In Skipgram just the opposite given the word jump, we would want to predict (the quick brown box, over the lazy log)

#### But how does the models learn?
I tried to make an image as that would be easier to grasp. It might look scary at first but I will try my best to explain.
Lets's start with CBOW, we take the sentence "Natural Language Processing" where "Natural" and "Processing" are context words and "Language" is the target word.
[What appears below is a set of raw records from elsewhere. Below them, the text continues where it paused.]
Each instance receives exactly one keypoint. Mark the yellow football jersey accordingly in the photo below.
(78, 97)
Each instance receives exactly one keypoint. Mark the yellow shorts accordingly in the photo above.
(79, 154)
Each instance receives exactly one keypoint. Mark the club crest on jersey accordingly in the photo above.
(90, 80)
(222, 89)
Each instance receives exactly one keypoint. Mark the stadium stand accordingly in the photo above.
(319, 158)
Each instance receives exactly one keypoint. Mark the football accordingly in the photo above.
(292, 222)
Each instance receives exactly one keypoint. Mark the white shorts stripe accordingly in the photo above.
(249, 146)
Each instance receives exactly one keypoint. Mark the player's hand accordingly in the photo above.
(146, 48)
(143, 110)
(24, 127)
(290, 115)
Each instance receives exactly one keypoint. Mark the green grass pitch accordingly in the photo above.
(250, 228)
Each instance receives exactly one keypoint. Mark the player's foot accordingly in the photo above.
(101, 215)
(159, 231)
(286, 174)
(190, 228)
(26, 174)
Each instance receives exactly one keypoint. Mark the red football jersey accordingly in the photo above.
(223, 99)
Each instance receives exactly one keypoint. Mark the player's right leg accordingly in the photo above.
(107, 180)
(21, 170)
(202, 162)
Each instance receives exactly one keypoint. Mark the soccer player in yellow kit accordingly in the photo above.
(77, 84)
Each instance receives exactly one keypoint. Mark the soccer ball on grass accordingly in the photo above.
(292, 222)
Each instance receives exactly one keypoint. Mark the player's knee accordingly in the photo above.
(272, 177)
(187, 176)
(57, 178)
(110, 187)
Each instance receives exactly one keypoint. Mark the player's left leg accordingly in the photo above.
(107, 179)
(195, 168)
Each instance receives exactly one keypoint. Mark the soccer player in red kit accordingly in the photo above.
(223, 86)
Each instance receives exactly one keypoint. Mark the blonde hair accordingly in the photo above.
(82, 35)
We have a shallow network as shown above with a single hidden layer. 

So the input is a one-hot encoded vector of V terms, V being the size of vocabulary (total number of unique words) with only single 1. So let's say we have only 5 words in vocabulary (Natural, Language, Processing, is, great). The vector for Natural will be [1, 0, 0, 0, 0]. Similarly for Processing it will be [0, 0, 1, 0, 0].
Now, we have a randomly initialised Embedding vector(E) with size V * D where D is the dimension size of the vector which you can choose on. This is the weight matrix for the input layer.
So, we multiply the input one-hot encoded vector with the weights/embedding vector. This gives the embedding vectors for the context words of size 1 * D.

Now in the hidden layer, we average the emedding vectors for the context words which forms the input for this layer of size 1* D. This is multiplied by another Vector called Context Vector (E') with size D * V. This gives us a vector of 1 * V which is then passed through a sigmoid function to get the final output.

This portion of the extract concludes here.